Well, he was partly right...
Sep. 13th, 2006 06:42 pm
"... the automobile, from its humble start as a one-lunged horseless carriage, grew into a steel-bodied monster of over a hundred horsepower and capable of making more than a hundred miles an hour. They boiled over the countryside, like yeast in ferment. In the middle of the century it was estimated that there was a motor vehicle for every two persons in the United States.
They contained the seeds of their own destruction. Seventy million steel juggernauts, operated by imperfect human beings at high speed, are more destructive than war....
...Safe driving campaigns were chronic phenomena, but were mere pious attempts to put Humpty-Dumpty together again. It was not physically possible to drive safely in those crowded Metropolises. Pedestrians were sardonically divided into two classes, the quick and the dead.
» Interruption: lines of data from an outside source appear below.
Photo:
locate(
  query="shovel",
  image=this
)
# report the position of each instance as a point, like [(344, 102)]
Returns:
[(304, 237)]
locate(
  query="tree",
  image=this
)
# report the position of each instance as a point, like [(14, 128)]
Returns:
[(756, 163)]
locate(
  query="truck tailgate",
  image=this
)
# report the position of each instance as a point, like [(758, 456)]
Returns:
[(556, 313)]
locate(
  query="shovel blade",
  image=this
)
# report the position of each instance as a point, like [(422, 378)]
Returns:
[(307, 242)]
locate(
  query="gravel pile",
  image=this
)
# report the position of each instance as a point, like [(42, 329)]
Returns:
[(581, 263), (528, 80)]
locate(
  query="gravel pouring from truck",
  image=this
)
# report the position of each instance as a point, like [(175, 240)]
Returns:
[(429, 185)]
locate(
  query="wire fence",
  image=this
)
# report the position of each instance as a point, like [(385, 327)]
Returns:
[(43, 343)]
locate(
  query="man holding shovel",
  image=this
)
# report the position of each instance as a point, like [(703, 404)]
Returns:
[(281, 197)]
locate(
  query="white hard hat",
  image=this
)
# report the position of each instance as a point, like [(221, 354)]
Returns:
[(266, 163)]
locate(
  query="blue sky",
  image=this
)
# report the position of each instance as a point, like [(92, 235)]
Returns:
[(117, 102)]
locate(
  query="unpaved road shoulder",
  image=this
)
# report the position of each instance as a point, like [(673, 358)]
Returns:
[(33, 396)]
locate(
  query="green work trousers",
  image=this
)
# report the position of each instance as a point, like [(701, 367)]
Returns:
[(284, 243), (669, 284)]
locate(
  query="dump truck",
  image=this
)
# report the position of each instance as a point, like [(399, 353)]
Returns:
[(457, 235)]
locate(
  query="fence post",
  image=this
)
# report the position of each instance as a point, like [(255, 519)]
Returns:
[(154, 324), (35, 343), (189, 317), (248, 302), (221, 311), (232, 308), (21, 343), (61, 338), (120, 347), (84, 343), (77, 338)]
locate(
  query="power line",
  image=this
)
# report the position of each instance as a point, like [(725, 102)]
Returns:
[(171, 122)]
But a pedestrian could be defined as a man who had found a place to park his car. The automobile made possible huge cities, then choked those same cities to death with their numbers."
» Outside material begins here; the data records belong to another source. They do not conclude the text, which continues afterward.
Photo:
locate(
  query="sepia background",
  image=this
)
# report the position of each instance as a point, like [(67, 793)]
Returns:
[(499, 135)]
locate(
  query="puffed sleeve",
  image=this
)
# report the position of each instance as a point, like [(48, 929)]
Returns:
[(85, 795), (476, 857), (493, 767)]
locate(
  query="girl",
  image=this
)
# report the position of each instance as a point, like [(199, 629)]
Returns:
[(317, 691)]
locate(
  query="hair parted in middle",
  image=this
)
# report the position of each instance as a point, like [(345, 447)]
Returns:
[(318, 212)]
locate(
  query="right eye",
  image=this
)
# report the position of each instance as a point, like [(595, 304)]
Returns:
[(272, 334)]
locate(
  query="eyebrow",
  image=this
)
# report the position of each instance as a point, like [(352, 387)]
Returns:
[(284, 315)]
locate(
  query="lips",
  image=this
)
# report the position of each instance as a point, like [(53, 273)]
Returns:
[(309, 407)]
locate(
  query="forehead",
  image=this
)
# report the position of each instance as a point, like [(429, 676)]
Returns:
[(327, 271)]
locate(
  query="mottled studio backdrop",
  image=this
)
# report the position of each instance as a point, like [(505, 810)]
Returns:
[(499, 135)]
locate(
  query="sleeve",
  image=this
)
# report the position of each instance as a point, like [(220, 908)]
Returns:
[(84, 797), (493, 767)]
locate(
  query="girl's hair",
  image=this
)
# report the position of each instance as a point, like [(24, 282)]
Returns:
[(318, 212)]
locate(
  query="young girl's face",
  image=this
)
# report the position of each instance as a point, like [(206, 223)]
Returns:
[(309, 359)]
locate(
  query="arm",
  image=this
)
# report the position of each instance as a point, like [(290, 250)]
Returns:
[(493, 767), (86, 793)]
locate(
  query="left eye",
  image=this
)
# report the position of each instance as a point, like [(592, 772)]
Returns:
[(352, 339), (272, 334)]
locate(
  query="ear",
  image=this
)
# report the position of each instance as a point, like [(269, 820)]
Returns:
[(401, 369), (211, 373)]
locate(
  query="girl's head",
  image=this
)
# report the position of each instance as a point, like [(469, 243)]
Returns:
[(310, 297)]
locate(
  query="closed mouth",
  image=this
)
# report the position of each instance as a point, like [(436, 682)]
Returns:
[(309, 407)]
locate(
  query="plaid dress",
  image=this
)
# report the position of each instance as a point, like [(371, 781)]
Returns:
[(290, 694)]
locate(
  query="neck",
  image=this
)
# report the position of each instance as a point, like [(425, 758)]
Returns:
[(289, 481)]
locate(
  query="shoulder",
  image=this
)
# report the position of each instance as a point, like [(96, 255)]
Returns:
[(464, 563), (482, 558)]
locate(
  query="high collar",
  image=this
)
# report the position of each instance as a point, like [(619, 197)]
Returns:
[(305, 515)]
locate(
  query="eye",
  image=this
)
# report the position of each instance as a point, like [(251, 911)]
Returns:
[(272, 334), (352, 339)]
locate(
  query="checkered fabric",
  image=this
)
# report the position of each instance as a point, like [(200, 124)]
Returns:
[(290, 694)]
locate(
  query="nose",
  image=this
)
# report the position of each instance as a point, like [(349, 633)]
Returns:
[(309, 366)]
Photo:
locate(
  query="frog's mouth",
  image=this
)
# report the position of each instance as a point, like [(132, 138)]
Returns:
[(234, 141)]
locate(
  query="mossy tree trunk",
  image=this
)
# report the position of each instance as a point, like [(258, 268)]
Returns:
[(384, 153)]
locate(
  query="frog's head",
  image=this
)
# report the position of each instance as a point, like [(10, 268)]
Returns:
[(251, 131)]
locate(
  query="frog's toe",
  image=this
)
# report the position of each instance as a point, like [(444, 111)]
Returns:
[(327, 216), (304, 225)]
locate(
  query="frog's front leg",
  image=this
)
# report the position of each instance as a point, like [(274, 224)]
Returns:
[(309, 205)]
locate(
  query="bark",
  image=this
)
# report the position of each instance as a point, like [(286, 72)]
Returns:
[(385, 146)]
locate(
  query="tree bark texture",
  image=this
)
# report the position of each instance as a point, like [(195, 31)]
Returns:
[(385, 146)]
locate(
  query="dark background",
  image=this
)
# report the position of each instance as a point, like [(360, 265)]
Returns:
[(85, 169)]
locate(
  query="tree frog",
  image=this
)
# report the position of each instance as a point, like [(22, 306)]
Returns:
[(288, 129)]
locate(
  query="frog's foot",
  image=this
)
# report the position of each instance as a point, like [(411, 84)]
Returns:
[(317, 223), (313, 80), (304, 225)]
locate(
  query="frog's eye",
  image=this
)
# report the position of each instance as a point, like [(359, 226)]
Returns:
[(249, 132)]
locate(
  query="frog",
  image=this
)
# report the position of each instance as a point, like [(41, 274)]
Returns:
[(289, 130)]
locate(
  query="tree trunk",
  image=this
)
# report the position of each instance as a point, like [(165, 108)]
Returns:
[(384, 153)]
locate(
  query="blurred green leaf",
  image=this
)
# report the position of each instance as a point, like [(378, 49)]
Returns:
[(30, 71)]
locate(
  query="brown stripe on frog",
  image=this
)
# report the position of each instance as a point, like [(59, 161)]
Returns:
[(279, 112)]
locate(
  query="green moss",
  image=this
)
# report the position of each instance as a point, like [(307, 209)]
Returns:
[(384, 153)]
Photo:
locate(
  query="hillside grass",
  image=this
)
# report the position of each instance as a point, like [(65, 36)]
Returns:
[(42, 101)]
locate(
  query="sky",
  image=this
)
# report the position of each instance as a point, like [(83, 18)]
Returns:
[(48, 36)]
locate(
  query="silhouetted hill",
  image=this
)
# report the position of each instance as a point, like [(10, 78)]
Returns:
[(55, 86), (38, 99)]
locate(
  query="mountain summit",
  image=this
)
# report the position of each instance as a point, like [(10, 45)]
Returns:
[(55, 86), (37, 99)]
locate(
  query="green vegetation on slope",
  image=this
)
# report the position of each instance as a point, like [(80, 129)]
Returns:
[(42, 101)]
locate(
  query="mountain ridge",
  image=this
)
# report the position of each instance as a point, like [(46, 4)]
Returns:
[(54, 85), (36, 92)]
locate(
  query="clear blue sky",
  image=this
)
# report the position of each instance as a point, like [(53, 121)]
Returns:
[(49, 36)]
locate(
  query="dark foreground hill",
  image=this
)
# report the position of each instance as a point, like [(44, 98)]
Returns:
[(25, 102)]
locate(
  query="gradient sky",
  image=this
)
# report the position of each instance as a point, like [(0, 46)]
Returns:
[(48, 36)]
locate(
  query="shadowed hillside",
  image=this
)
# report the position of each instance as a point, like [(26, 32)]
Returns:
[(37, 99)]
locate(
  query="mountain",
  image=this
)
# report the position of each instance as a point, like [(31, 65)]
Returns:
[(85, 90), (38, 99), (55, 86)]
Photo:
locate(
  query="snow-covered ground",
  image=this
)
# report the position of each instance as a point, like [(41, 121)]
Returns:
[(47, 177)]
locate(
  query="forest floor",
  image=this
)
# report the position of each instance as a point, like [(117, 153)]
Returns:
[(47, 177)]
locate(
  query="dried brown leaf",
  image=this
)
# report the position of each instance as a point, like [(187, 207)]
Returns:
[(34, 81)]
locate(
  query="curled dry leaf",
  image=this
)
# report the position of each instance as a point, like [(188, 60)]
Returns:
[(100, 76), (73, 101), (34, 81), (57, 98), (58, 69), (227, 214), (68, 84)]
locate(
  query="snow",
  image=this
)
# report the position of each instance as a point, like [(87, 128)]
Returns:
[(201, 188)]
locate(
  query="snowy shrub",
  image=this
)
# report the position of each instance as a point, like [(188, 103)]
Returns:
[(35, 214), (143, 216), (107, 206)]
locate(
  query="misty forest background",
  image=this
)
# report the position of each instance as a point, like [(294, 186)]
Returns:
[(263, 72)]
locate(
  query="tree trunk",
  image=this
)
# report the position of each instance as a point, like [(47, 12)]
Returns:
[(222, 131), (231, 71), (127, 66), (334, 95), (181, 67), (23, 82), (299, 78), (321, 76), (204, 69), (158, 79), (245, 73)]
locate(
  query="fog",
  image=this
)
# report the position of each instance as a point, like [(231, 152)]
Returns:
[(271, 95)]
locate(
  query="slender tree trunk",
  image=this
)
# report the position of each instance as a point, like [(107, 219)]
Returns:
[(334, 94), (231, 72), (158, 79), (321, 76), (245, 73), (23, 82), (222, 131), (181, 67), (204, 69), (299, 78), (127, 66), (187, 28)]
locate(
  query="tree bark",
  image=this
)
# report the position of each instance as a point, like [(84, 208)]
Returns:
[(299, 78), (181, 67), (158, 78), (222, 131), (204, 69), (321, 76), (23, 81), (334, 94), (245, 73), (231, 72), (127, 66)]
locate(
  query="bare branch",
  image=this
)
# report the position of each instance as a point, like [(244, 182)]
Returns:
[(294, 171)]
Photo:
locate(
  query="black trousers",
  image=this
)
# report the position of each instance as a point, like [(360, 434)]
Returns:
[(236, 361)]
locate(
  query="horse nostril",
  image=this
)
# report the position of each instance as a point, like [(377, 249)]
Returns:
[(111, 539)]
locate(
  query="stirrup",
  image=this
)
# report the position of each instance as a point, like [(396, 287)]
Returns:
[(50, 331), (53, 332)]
From The Roads Must Roll by Robert A. Heinlein, 1939.
Of course, he then went on to predict that America enters the war in Europe, and declares oil to be a national resource. Rising prices of fuel, and the Yankee refusal to be dependent on foreign sources, see the gradual replacement of individual cars with massive high-speed public transportation by the the end of the 20th century. For the most part, we're still waiting for that. While some cities, like Portland, and San Francisco, have excellent public transportation systems, they are still a distant second in utility to individual automobiles. And inter-city transport is still virtually non-existent unless you want to take a train or a bus that runs perhaps once or twice a day and you don't really care what time you arrive. (Yeah, I'm still pissed at missing most of Batboy the Musical because the damn train took 9 hours to get the 100 miles from Eugene to Portland.)
I'm still waiting for the 300mph Seattle-to-San Diego bullet-train. We could build it. But we won't.
Heinlein severely underestimated what the American public would put up with before they'd start driving less, walking anywhere, demanding adequate public transportation, or, at the very least, a yearly increase in the fuel efficiency of their automobiles.